On créera une sous-classe de cette classe pour chaque fonction définie
en ML. La méthode invoke
sera alors implanter dans la sous classe
concrète. Soit la fonction ML app
suivante :
let app = function fx -> function x -> fx x;;
Sa traduction est :
class MLfun_app___76 extends MLfun {
private static int MAX = 2;
MLfun_app___76() {super();}
MLfun_app___76(int n) {super(n);}
public MLvalue invoke(MLvalue MLparam){
if (MLcounter == (MAX-1)) {
return invoke_real(MLenv[0], MLparam);
}
else {
MLfun_app___76 l = new MLfun_app___76(MLcounter+1);
l.MLaddenv(MLenv,MLparam);
return l;
}
}
MLvalue invoke_real(MLvalue fx___77, MLvalue x___78) {
{
MLvalue T___79;
MLvalue T___80;
T___79=fx___77;
T___80=x___78;
return ((MLfun)T___79).invoke(T___80);
}
}
}
Quand invoke
est déclenchée, si tous les arguments
sont passés, alors la méthode correspondant au code de la fonction
est appelée, sinon une nouvelle fermeture est créee avec un environnement
agrandi (méthode MLaddenv
.
Les identificateurs ont tous une extension numérique pour garantir l'unicité des noms.

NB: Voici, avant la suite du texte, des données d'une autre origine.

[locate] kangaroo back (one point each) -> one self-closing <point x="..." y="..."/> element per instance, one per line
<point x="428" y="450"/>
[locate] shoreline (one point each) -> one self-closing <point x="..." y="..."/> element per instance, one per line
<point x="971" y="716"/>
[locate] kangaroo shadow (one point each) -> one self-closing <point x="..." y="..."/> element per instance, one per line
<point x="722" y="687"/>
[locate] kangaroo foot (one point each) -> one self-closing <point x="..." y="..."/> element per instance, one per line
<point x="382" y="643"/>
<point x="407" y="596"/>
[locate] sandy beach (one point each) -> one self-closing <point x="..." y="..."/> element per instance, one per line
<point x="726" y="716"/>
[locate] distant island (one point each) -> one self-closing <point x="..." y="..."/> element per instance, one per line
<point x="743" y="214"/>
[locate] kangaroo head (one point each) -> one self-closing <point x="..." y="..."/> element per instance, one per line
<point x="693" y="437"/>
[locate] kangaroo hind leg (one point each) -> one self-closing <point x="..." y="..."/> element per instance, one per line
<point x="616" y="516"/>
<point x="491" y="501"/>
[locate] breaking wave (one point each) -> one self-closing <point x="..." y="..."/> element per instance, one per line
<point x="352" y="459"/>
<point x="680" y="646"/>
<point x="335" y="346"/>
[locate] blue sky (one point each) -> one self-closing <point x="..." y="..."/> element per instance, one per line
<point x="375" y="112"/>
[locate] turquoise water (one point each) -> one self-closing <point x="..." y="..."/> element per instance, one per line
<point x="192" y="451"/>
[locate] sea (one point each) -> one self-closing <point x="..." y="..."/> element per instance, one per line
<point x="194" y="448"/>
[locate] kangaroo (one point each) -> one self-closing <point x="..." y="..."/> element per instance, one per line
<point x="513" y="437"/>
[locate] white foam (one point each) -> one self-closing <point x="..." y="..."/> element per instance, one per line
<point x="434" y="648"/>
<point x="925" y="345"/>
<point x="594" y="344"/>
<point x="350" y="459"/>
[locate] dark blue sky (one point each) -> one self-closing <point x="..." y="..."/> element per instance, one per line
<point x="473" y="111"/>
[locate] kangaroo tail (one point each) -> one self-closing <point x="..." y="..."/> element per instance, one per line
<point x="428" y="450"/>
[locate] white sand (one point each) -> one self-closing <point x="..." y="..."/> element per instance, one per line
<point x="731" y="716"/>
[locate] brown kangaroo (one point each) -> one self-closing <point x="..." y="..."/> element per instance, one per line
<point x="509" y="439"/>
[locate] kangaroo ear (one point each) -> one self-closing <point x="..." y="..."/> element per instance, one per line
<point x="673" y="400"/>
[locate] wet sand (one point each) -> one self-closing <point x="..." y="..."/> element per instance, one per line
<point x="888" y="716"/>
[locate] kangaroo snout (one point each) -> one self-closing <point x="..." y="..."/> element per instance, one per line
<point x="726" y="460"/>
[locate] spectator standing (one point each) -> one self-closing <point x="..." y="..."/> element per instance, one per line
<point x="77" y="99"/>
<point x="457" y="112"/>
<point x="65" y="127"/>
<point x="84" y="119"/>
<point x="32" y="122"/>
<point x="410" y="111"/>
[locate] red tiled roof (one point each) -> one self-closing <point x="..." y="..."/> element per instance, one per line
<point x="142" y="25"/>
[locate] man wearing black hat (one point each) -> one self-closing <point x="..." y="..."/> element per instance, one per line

6.7.4 Schémas de compilation
On cherche à décrire sous forme de règles la traduction
d'une phrase ML dans un langage intermédiaire (LI) simple. La section
suivante montre comment traduire les instructions du LI en Java.
Un programme ML est une suite de déclarations globales (les expressions
ont été transformées en déclarations non fonctionnelles). On ne
trouve plus de l dans une expressions non fonctionnelles, car toutes
les fonctions (les fonctions anonymes ont été nommées) ont été closes
puis globalisées.
On construit alors les schémas de compilation
dans un environnement de compilation E (décrit par la suite)
de la manière suivante :
[ e ]E -> INSTRUCTION(param)
indiquant que la compilation de [e]
dans l'environnement E
se réécrit en INSTRUCTION(param)
.
On note c
une constante, v
une variable et e
une expression quelconque.
L'environnement de compilation possède 4 composantes : g
pour
l'environnement des noms, r
indiquant s'il y a un return, d
indiquant s'il y a une déclaration, et t
le type de l'expression.
Sachant qu'il ne peut y avoir en même un return et une affectation, on
obtient alors le système de règles suivant :
constante
---------
[ c ](g,F,"",t) -> CONST(c,g,t)
[ c ](g,T,"",t) -> RETURN(CONST(c,g,t))
[ c ](g,F,D,t) -> AFFECT(D,CONST(c,g,t))
Une constante ML se traduit par une constante LI. T
indique qu'il y a
un retour (F
sinon+), D
indique une déclaration (""
sinon).
variable
--------
[ v ](g,F,"",t) -> VAR(v,g,t)
[ v ](g,T,"",t) -> RETURN(VAR(v,g,t))
[ v ](g,F,D,t) -> AFFECT(D,VAR(v,g,t))
Une variable ML se traduit en variable LI en fonction de son nom dans g
et de son type.
conditionnelle
--------------
[ if v1 then v2 else v3 ](g,r,d,t) -> IF([v1](g,F,"",bool),
[v2](g,r,d,t),[v3](g,r,d,t))
[ if e1 then e2 else e3](g,r,d,t) -> [let v1 = e1 in
let v2 = e2 in
let v3 = e3 in
in if v1 then v2 else v3](g,r,d,t)
Si on sait traduire le if then else
avec uniquement des variables,
on déduit imem'diatement la compilation générale de cette construction.
Les let in
de la deuxième règle sont en fait des let and in
.
application
-----------
[ v1 v2 ](g,F,"",t) -> APPLY([v1](g,F,"",_),[v2](g,F,"",_))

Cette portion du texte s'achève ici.